EGHALGAWEN AND THE LAST HILLS OF AIR

The protection of the salt trade led to continual struggles between Air and Bornu. An expedition by the Sultan of Agades, in about 1760,[431] to Kuka on Lake Chad is probably part of the war of Bilma in 1759 referred to in the Agades Chronicle as having been made by Muhammad Guma, the son of Mubarak. The Sultan was accompanied by the Kel Ferwan, and returned with a war indemnity of 2000 head of cattle and a promise that trade would not be subjected to interference.

The occupation of part of Damergu by the Kel Owi Tuareg is of course recent, though it had been seized by the earlier immigrants at the same time as Air, with this difference, that the negroid inhabitants were never driven out or absorbed as in the mountains. The Kel Owi interference and immigration took the form of successful raiding or warfare to keep open the caravan road into the south. The fate of Damergu in all this long period of history was to be squeezed between the Tuareg on two sides and the Sudan empires on the other two.[432]

The modern period commences with the passage through Air of the Foureau-Lamy Mission.

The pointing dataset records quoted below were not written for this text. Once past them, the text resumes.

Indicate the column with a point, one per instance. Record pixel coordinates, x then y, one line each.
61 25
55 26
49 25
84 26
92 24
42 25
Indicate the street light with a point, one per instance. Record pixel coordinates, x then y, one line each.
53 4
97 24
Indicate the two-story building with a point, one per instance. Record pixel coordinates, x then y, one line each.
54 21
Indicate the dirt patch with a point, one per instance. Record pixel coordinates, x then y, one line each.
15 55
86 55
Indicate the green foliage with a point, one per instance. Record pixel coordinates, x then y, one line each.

Beyond what has already been said, it is impossible to discuss this phase, as it is still too recent, but the French version is contained in Lieut. Jean’s admirable review of French colonial policy in the Territoires du Niger.

[415]Some notes on the early history and the origins of the Tuareg race will be found in a paper by the author in the Journal of the R.G.S. for Jan. 1926.

[416]Jean: op. cit., Chap. XIII; and Chudeau: Le Sahara Soudanais, p. 72.

[417]Fifteen days east of Ghana in the Upper Niger country. Not to be confused with Kuka on Lake Chad, or with Gao (Gago) on the Middle Niger. Kukia is called Kugha in el Bekri and Cochia by Ca’ da Mosto (Barth, op. cit., Vol. IV., pp. 583-4).